Foi, também na capital carioca, que conheceu o paranaense Nestor Victor (1868-1932), grande amigo e divulgador de sua obra, e o acadêmico negro José do Patrocínio (1853-1905), que depois se incumbiu do sepultamento do poeta no Rio de Janeiro, vencida a humilhante etapa ferroviária do vagão de transporte de cavalos, de Minas Gerais até a capital carioca, recorda Lêdo Ivo (2009). Ao chegar, foi sepultado no Cemitério de São Francisco Xavier pelos amigos, mas o mausoléu só foi inaugurado em 5 de agosto de 1943. Lá, ele permaneceu até 2007, quando os restos mortais foram acolhidos no Palácio Cruz e Sousa, antigo palácio de governo do estado de Santa Catarina e, desde dezembro de 1986, sedia o Museu Histórico de Santa Catarina (MHSC), no centro de Florianópolis.

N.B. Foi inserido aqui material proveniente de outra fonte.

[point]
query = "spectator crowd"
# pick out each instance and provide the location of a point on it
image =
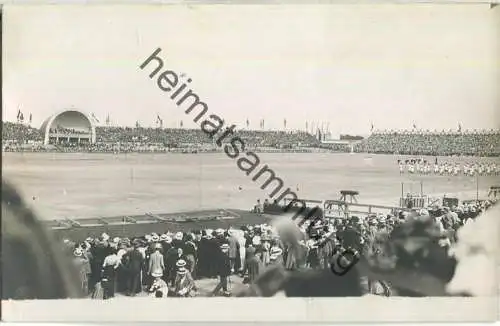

Em vida, havia publicado três livros voltados ao teatro: Macário (Reccurci do drama de Álvares de Azeve­do), com Virgílio Várzea (1875), Julieta dos Santos: homenagem ao gênio dramático brasileiro, com Virgílio Várzea e Santos Lostada (1883), e Calemburg e Trocadilhos, com a colaboração de Moreira de Vasconcelos (1884); de poesia, além de Tropos e fantasias e Broquéis, publicou Missal (poemas em prosa) este também em 1893. Depois, vieram Evocações (1898), Faróis (1900) e Últimos Sonetos (1905). Vários são os volumes de antologias e publicações póstumas, inclusive no formato eletrônico (Biblioteca Nacional, 2002), e um volume de não ficção, Cartas de Cruz e Sousa, organizado pela professora e pesquisadora cruz-altense Zahidé Lupinacci Muzart (1939-2015), em 1993.
No estado, é patrono da cadeira número 15 da Academia Catarinense de Letras; além de nominar o palácio, próximo à Praça XV de Novembro, vários municípios têm seu nome em ruas e avenidas e, em Lages, existe o Clube Cruz e Sousa, inaugurado em 22 de setembro de 1918; em 1998, o cineasta Sylvio Back (1937) dirigiu o filme Cruz e Sousa – o Poeta do Desterro, que homenageia o poeta, com o ator Kadu Karneiro como intérprete, em que os textos são só os poemas. A obra de Cruz e Sousa já foi traduzida e publicada em pelo menos oito idiomas, sendo o primeiro reconhecimento feito no jornal chileno El Mercurio, conferência proferida em 1899 pelo poeta e diplomata boliviano Ricardo Jaimes Freyre (1866-1933). Em língua espanhola, ainda ganhou destaque no Uruguai e no Peru, na Argentina e na Espanha. Constam, ainda, registros de publicações na Itália, na Alemanha, na Romênia e na França. Para ele, Cecília Meireles (1901-1964) escreveu “Beatitude”, e ela, ao lado de Tasso da Silveira (1895-1968) e Andrade Muricy (1895-1984), resgataram o simbolismo, ainda que de forma provisória.